A whip-smart and dynamic thriller and sly social commentary that is perfect for anyone who has ever felt manipulated, threatened, or overlooked in the workplace, The Other Black Girlwill keep you on the edge of your seat until the very last twist.
Synopsis source: Goodreads
That’s what I’d planned on doing all along. Smooth Kenny’s kinks out for a little, just long enough to make everyone happy so that everything could go back to normal.
This is a tough book for me to review. I am not and never have been a big fan of horror. I don’t watch creepy movies unless I lose a bet with HBW Hubby, and I love my HEAs. In fact, had I known that this book would end up being more horror than mystery/thriller, I don’t know if I would have read it, and I’m still unsure if I’m glad I did, purely for the creepy factor.
What I did like about this book is that it illustrates really well the microaggressions and white fragility people of color have to deal with and just how pervasive racism is. There was a whole scene that perfectly illustrated white fragility when Nella tried to have an honest conversation about a controversial character in a best-selling author’s new novel, like, wow. Just, wow.
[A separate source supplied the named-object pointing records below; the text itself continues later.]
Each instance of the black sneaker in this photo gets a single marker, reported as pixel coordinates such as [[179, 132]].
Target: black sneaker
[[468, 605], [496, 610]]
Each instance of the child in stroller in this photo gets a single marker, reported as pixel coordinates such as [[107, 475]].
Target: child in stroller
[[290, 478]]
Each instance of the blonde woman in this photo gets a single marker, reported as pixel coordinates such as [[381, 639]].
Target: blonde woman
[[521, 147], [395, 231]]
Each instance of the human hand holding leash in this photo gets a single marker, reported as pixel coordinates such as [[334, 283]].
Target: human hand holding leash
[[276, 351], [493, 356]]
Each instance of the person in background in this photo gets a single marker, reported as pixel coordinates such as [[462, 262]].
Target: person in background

I find it very interesting that the author chose to make the setting a publishing house. It’s definitely one area that is grossly underrepresented by people of color and it does a disservice to us all because it is that same myopic viewpoint that chooses what books get published and read by the masses. But I digress, back to the actual story.
I loved Nella for her struggle to both fit in and be authentic to herself, though Malaika was probably my favorite character. Her no-nonsense straight talk was my jam, but as Nella falls farther down the rabbit hole, we see less and less of her.
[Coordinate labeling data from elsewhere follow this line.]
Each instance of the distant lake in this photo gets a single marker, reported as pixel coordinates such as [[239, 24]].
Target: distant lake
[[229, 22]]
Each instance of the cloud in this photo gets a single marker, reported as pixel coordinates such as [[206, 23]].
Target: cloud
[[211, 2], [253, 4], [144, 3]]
I wish we’d gotten more of Diana and Kenny’s POV, but as it stands, I felt like there was more of the story there that didn’t get told and I’m left debating what value their POVs added to the story. I thought the author could have given 3rd person background on them and been just as effective.
There are so many twists and turns in this book and they kept me guessing the whole way through, right up until the end. The story was a very original concept and totally gave me the Get Out meets Stepford vibes that it was touted as, but if horror isn’t your thing, you may want to reconsider this one. I just wish that certain storyline threads were tied off better with regards to Diana and Kenny.
Have you read this one? What did you think?